Axe 2) Parmi les grands enjeux environnementaux planétaires, l’un des plus cruciaux est sans conteste la « crise » que traversent actuellement les écosystèmes soumis à une réduction et une banalisation de leur biodiversité et donc, par la fragilisation des interactions entre le sol, les plantes et les microorganismes, à l’altération des dynamiques écosystémiques actuelles. Le second axe de mes travaux vise à évaluer la vulnérabilité de la qualité des sols aux principaux forçages anthropiques et climatiques des changements globaux. C’est dans ce contexte que j’ai publié plusieurs articles évaluant la réponse des propriétés physico-chimiques des sols, et de la résistance et résilience des communautés et activités microbiennes à l’aridification du climat, au renforcement des stress osmotiques en zone littorale, à l’accroissement de la fréquence d’incendies ou encore à différentes pratiques impliquant une artificialisation des sols.
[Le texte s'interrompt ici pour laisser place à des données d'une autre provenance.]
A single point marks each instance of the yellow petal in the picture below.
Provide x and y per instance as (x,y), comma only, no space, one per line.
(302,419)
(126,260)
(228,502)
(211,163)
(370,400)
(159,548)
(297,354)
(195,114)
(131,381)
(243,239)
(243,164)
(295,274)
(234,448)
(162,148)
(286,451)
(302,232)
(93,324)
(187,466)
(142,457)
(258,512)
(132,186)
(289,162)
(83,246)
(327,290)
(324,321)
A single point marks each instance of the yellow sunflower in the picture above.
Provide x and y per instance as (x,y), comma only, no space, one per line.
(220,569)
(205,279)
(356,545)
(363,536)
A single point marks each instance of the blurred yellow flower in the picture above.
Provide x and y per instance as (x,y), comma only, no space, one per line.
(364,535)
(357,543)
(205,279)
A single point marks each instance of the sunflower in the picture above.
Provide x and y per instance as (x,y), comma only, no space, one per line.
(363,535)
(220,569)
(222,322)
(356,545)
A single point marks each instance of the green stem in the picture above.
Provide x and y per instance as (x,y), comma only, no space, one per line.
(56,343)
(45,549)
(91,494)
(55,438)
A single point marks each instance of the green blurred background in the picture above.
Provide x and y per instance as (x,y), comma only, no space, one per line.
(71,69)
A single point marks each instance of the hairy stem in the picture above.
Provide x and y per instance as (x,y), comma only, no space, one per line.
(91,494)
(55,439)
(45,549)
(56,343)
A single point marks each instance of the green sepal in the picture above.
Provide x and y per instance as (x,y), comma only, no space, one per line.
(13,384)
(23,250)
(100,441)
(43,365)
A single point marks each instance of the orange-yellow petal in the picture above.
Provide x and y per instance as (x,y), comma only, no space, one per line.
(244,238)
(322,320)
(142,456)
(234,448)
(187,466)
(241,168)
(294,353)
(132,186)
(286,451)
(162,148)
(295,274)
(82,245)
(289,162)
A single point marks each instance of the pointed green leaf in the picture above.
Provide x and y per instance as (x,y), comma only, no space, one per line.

Axe 3) Le troisième axe de mes travaux s’appuie ainsi sur les connaissances acquises dans les deux premiers pour concevoir et tester des indicateurs de surveillance de la qualité des sols, des techniques de valorisation de la biodiversité et des pratiques adaptées de restauration écologique des écosystèmes dégradés. Au cours de ma thèse, j’ai ainsi évalué la résilience de la diversité et des fonctions microbiennes dans les sols de pistes de ski restaurées par revégétalisation. En contexte méditerranéen insulaire et continental, nous avons mis en évidence respectivement l’intérêt d’un arrachage systématique de l’espèce invasive Carpobrotus edulis pour restaurer les communautés végétales natives et le fonctionnement biologique de sols et l’efficacité d’un amendement en composts pour accroître la résilience biologique des sols incendiés. L’évolution des pools labiles et stables de carbone peut être décisif pour mieux évaluer la résilience des sols. Ainsi nous nous sommes intéressés en développant certains outils spectroscopiques (RMN du 13C et proche infra-rouge) à caractériser et à prédire l’évolution de la qualité de la matière organique lors de procédés de maturation de déchets agricoles (RI8, RI7) ou en conditions naturelles dans des sols dégradés. L’ingénierie écologique dont le principe peut-être de restaurer le vivant par le vivant trouve un développement considérable une thèse (Quentin Lambert) que je co-encadre avec le Pr Armin Bischoff. Nous proposons ici de caractériser les impacts de la construction et de l’exploitation des centrales photovoltaïques sur la végétation et la biodiversité du sol (mésofaune et microbienne) et de tester des méthodes de restauration écologique(transfert de foin, utilisation d’espèces ingénieures) efficaces et durables.